An update from Anne, a graduate student in history with a focus on the U.S. Southwest and Mexico who is doing research on Indian history:

Tlapazola_firing_pots.jpg Although I have enjoyed every day of the program so far, today might just have been my favorite. Because of my academic and personal interest in Native crafts and continuation of tradition, the red clay workshop at Tlapazola was right up my alley.

Here we interacted with three generations of women potters. They work quickly and with great love. They used cornhusks to work the clay and to bring the piece to a desired height and thickness. They do all of this without a potter’s wheel, using the same techniques as in pre-Hispanic times.

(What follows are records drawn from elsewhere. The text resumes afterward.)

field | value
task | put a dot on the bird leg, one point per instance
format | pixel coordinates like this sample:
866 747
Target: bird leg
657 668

Tlapazola_potters.jpg What I found most remarkable about this workshop was the interaction between the women as well as our group of onlookers. They finish each other’s sentences without hesitation and act as a unit, while still maintaining very individualized personalities. We not only watched them at work, but we engaged in memorable conversations about their lives and their histories, making this day very personable and touching.

I could not wait to purchase some pieces, as a way to both bring the makers into my home and to maintain a relationship, however distant, with the potters.

It is here that we also witnessed the impact that family members working in the United States have on the lives of those remaining in the community. While it might not be much money for some of us, the smallest amount makes a monumental difference for those here. Understanding the ramifications of this perhaps makes some of us more sensitive to an array of immigrant issues, but I only really speak for myself.

We were lucky, too, because they also fed us a yellow-based mole with chickens that came from their home, making this a well-rounded and deeply satisfying experience.